Mandri Capital has arranged a $ 5 million construction loan for a proposed luxury residential project in West Hollywood.
Santa Monica-based Mandri Capital Inc., founded in 2018, has helped raise more than $ 100 million in financing in the commercial real estate world.
The real estate capital advisory firm was founded by Max Friedman, who serves as the company’s CEO.
Friedman had approximately a decade of experience providing real estate capital advice with companies such as George Smith Partners Inc. of Century City and the Boston Private Bank Los Angeles office.
“I thought there was some way I could use my connections to the capital markets,” Friedman said.
He focuses on capitalizing on construction and major renovation projects in the mid-market, where the typical deals he works on range from a few million dollars to $ 25 million.
Friedman’s clients largely fall into one of two categories: established development firms in need of a capital advisor, or newer development and renovation groups that “started in an earlier cycle in recent years, where I really look for and help these groups in the capital markets in some cases, to get to higher quality deals.
Recent deals include $ 3.6 million for a 5,000-square-foot creative office property in Santa Monica, a $ 5 million West Hollywood luxury apartment building loan, and a 3 million creative office bridging loan US dollars in silverlake.
Friedman said many of his clients are based in Southern California and much of his business is on-site, but he also works with clients in other areas.
In addition to having a large geographic coverage area, Mandri also works across multiple asset types.
“We closed all the big food companies. Where we’ve had a lot to do lately and have enjoyed some popularity have been creative office space, apartment buildings and apartments, as well as special product types. Lately, this has meant a creative office focused on the music and entertainment industries with some music studios and rehearsal rooms, ”Friedman said.
The media and entertainment industry, he added, “has felt the slightest headwind from the effects of Covid”.
“It felt like the demand for this product profile was sustained or even increased despite the Covid headwind,” he said.
Despite the Covid-19 pandemic, Friedman said the home loan market has started to normalize.

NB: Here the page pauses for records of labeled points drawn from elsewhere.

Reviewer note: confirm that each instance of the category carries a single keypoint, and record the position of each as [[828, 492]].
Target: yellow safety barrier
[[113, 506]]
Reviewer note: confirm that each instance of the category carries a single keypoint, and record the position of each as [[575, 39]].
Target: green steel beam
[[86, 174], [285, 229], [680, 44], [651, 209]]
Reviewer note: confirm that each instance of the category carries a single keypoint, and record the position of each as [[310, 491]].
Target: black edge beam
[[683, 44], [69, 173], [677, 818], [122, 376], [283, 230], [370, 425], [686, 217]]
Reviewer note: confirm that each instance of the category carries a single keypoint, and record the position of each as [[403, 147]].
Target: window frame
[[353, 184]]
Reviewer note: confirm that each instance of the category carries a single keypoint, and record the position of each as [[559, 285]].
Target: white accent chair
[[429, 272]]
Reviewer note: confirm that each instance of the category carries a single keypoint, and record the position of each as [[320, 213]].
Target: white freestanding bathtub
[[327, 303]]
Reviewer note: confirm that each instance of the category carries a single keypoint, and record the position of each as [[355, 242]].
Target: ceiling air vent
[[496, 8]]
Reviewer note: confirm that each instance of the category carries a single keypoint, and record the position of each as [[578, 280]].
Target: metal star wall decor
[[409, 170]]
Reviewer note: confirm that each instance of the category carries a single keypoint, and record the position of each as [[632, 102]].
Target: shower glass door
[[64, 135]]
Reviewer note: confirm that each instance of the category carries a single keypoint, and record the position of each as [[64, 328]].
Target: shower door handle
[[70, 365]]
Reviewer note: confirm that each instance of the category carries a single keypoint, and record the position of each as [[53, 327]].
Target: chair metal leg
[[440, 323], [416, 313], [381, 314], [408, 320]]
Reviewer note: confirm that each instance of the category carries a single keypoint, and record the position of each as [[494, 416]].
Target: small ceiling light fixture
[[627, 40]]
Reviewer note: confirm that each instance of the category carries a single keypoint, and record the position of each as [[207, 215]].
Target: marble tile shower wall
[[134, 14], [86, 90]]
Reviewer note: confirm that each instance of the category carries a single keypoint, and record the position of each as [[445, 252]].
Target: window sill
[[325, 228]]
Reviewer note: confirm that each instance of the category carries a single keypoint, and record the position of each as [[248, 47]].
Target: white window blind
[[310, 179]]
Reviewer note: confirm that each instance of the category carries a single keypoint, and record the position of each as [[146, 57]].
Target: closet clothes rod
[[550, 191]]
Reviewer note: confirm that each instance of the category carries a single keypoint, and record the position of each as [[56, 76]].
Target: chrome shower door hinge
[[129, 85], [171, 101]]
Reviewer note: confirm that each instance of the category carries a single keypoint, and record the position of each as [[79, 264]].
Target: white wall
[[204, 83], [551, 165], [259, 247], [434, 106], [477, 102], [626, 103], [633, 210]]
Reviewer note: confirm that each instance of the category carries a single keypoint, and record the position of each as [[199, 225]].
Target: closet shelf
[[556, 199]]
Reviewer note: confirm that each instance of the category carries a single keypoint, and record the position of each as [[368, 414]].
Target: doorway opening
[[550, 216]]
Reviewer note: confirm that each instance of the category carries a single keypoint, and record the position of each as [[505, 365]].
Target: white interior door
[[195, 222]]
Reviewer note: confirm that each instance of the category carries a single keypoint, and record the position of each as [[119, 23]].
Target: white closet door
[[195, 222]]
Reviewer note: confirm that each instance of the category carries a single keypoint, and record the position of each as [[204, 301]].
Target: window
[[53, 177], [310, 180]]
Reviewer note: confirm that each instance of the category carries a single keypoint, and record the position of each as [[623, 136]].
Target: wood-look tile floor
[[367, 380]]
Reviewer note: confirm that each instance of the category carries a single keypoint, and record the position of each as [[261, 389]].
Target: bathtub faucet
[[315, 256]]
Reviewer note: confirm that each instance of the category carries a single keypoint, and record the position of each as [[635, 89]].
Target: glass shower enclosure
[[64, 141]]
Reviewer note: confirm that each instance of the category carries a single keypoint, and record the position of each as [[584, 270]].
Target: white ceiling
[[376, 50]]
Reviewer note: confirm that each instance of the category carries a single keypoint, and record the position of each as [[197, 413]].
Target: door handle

“There were some pretty significant headwinds at the beginning as people tried to get a sense of the timing and get back to normal,” he said. “As of the beginning of this year, it feels like a large part of the normal course of business is back in terms of access to capital and interest for our borrower customers.”
Friedman added that he can now often find multiple financing options for homeowners to work with.
He still expects an active market.
“It feels like luckily it’s going to be more of what we’ve seen since the beginning of this year,” Friedman said. “Our customers concentrate on developing from scratch and on renovations with high added value. They are actively looking for new acquisition targets here in Southern California and gateway cities in the US and major secondary markets. It feels like the volume is being maintained, ”Friedman said.